One day after the release of a three part interview over at The FADER, the private and willfully elusive Mach-Hommy released his first new record of the year in the form of Notorious Dump Legends: Volume 2, a collaborative album together with Tha God Fahim. The original, released back in 2018, remains an early highlight of the pair’s work together, an album that merged the Fahim’s sage simplicity with Mach-Hommy’s artistic poetry, at times abstract and artistic, at others hard yet humorous. They are a great duo, whose styles and voices fit together with aural perfection, melodic but focused, slick but raw, with their stream-of-conscious rhymes seeming to bring out a rare spark in each other.
The legend of Mach-Hommy continues to grow, creating music regarded as timeless art, with LPs sold as investments (and at investment prices), but his lyrics seem to come from the opposite side of the spectrum. Mach-Hommy’s music isn’t solely about stacking paper and living fly, it’s about his community, growth, intelligence, power, and overcoming poverty’s deep roots. With Notorious Dump Legends: Volume 2 the duo come out swinging, with an urgency and sharp words delivered throughout the ominous opening track, “Pissy Hästens,” a song that feels like a work already in progress. Mach-Hommy and Tha God Fahim rip their respective verses with braggadocios flair from the get-go, weaving together shadowy verses that detach as enunciations flip and waver over backwards drifts of shaky synths and minimalist bass.

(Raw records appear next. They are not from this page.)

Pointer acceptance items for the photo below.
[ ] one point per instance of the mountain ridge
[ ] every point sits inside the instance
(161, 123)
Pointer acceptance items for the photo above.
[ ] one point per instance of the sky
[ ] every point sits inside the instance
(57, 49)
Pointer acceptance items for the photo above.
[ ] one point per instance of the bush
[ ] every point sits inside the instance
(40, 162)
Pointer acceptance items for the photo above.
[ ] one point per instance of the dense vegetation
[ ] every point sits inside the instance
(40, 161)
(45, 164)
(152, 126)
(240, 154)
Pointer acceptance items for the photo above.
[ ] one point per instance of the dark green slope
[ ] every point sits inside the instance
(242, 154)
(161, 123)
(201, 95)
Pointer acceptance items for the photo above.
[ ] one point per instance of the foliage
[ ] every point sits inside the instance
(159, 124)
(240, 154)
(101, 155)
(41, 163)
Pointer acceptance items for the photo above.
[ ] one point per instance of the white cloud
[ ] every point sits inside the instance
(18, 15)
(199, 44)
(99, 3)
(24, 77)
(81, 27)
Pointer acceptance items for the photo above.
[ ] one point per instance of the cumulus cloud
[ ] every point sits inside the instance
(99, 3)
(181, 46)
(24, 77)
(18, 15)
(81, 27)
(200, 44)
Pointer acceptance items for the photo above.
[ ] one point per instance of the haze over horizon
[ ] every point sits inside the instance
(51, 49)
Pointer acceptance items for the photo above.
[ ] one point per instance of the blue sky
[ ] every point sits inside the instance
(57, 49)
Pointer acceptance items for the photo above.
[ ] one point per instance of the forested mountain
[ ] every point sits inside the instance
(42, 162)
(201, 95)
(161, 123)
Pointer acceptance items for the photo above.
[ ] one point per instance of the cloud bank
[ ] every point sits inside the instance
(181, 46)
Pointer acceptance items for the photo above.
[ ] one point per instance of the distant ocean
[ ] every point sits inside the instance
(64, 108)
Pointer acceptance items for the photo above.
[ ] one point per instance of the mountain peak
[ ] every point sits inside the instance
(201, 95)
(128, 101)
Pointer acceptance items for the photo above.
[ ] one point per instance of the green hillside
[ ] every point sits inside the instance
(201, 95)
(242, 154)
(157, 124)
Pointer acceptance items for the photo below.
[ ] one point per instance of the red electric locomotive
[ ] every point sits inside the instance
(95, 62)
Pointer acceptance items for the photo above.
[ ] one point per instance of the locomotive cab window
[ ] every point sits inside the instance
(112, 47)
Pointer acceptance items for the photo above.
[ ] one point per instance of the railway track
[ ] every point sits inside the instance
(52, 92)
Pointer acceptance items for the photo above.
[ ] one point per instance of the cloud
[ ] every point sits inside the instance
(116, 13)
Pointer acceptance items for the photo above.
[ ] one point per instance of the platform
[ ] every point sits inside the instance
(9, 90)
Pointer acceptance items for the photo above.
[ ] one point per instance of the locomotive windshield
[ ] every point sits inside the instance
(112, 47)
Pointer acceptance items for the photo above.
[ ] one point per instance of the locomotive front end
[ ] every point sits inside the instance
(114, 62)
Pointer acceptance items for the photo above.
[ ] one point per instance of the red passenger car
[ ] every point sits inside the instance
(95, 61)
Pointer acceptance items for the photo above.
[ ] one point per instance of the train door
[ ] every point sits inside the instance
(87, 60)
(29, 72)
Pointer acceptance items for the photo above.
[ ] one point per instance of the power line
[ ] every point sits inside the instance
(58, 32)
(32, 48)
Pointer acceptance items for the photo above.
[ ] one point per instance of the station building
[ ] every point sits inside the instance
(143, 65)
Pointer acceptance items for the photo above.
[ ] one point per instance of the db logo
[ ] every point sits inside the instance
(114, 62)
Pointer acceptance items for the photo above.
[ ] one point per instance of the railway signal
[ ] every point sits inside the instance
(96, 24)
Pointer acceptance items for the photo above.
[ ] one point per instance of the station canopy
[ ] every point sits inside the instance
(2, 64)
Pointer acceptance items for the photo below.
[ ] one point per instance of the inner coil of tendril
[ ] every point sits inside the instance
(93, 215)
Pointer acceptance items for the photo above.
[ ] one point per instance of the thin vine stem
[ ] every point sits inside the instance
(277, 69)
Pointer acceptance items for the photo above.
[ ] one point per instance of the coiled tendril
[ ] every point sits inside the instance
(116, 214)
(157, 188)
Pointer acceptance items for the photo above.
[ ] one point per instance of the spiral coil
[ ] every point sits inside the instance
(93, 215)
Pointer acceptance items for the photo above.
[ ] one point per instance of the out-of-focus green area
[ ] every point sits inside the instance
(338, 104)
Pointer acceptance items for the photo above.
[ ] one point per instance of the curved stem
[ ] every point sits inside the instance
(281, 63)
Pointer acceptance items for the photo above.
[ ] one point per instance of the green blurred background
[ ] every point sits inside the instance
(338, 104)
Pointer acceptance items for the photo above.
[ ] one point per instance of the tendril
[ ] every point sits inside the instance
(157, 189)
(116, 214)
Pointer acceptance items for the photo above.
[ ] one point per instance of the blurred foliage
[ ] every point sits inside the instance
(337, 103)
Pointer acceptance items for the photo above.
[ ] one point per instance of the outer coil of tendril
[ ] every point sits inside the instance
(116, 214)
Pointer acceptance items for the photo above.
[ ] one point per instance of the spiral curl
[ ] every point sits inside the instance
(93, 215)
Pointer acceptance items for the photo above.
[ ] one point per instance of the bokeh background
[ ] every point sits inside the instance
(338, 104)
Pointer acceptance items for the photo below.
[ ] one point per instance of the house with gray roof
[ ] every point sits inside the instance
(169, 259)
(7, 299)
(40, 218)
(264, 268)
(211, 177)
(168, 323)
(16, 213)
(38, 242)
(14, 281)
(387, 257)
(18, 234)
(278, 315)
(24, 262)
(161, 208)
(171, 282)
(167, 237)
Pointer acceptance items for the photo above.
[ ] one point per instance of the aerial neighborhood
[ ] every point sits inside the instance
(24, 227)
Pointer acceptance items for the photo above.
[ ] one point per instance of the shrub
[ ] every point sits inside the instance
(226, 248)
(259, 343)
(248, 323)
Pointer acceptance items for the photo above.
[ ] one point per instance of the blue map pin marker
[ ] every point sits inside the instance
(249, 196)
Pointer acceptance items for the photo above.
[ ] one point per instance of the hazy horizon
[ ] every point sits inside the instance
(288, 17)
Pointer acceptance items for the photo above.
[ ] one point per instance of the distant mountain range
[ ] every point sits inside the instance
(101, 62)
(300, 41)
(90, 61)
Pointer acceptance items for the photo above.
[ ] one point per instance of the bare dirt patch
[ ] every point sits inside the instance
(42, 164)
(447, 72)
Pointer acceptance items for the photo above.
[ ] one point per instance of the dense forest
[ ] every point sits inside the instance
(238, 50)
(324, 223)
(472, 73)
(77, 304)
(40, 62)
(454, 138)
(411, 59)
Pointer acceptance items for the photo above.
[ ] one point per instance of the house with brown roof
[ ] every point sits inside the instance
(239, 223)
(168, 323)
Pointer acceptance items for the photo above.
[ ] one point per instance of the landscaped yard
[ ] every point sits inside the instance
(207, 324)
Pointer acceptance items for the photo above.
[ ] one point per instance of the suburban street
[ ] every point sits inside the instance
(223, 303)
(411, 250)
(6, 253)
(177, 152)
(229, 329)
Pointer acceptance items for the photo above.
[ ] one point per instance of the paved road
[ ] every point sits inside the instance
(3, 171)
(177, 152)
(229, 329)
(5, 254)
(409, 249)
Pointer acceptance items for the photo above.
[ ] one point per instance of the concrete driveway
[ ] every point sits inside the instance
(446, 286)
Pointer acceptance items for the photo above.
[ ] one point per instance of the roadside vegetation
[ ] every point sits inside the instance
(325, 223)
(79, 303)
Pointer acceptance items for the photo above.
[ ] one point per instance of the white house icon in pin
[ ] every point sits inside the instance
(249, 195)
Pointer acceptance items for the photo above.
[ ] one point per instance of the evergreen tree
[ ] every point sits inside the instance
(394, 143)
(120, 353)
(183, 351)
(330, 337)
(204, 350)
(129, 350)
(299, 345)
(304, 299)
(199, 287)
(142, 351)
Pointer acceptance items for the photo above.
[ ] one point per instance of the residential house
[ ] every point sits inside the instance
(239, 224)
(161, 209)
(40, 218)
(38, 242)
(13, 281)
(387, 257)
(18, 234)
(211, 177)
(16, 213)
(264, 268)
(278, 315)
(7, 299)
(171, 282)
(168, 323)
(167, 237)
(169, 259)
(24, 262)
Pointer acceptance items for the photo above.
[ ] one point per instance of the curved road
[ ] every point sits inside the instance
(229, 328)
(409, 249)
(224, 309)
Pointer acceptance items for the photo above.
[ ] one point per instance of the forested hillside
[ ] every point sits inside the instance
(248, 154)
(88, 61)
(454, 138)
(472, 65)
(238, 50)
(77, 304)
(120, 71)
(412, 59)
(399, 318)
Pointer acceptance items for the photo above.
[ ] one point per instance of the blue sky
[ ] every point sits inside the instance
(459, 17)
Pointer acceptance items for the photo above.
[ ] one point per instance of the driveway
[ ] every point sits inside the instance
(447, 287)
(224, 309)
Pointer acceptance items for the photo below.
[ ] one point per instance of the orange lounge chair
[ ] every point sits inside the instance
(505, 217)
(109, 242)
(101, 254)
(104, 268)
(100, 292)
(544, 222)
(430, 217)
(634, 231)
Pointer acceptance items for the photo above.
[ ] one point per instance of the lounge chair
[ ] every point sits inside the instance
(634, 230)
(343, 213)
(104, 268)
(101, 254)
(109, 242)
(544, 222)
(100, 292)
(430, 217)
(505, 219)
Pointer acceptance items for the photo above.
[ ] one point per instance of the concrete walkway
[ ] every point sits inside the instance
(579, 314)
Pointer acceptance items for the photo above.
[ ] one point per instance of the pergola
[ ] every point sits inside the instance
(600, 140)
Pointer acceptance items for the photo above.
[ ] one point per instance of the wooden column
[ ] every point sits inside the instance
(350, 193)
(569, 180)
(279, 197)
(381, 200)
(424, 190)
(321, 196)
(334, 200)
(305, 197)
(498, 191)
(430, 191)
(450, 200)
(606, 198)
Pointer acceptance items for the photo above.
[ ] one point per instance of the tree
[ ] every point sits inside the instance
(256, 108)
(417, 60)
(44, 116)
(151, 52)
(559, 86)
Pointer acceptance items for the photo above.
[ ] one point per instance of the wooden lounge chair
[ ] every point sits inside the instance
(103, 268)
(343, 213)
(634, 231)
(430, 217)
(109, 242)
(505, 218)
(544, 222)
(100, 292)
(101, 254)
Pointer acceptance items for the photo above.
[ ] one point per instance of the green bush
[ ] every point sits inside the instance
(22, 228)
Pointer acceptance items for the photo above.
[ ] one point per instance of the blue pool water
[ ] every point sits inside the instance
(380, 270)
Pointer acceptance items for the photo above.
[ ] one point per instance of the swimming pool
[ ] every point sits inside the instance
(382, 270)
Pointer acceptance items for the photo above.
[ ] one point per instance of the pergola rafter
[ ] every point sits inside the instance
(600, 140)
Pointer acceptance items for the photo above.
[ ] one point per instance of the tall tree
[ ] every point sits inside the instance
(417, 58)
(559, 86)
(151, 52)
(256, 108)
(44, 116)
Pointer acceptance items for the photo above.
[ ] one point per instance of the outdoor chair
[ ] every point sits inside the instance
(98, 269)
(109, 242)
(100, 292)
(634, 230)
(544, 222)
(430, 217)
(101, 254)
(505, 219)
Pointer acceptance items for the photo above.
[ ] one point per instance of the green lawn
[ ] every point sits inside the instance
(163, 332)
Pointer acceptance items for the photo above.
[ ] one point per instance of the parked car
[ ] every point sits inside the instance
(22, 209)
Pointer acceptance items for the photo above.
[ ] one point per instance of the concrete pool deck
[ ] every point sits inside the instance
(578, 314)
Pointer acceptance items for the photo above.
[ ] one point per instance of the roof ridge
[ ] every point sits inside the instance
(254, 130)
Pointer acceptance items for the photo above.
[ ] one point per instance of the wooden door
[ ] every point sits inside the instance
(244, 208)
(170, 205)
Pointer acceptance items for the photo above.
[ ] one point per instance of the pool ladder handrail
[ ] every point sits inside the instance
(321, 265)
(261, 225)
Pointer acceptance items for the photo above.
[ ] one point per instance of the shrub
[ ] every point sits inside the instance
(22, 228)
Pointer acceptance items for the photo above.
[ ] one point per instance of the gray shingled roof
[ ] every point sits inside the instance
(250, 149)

From there the record opens to sunnier skies, with the angelic loops of “Bad Hands,” a song focused on rising above (and towering over) the haters, and the tight skittering horns of “From Vailsburg to Vaudeville,” tracing a bit of Mach-Hommy’s history, loaded with movie references and a taste for the big come-up. The two find themselves in straight lounge mode by the time of “N*ggas Sooooo Good,” capturing a celebration of summer time excess and the ability to shine bright against the doubters. It’s a track that resembles beautiful beaches and laid back bliss, the work of two legendary underground MCs with nothing to prove. They keep with that attitude throughout the rapid fire assurance of self found on “Cold Milk,” the psychedelic and dusty punchlines of “Olajuwon,” and the steely hip-hop-at-it’s-best essence of “Everybody (Source Codes),” a song that unravels to find Mach-Hommy so glued into his flow that even as the beats fades out, we’re graced with an a cappella that twists between esoteric and philosophical.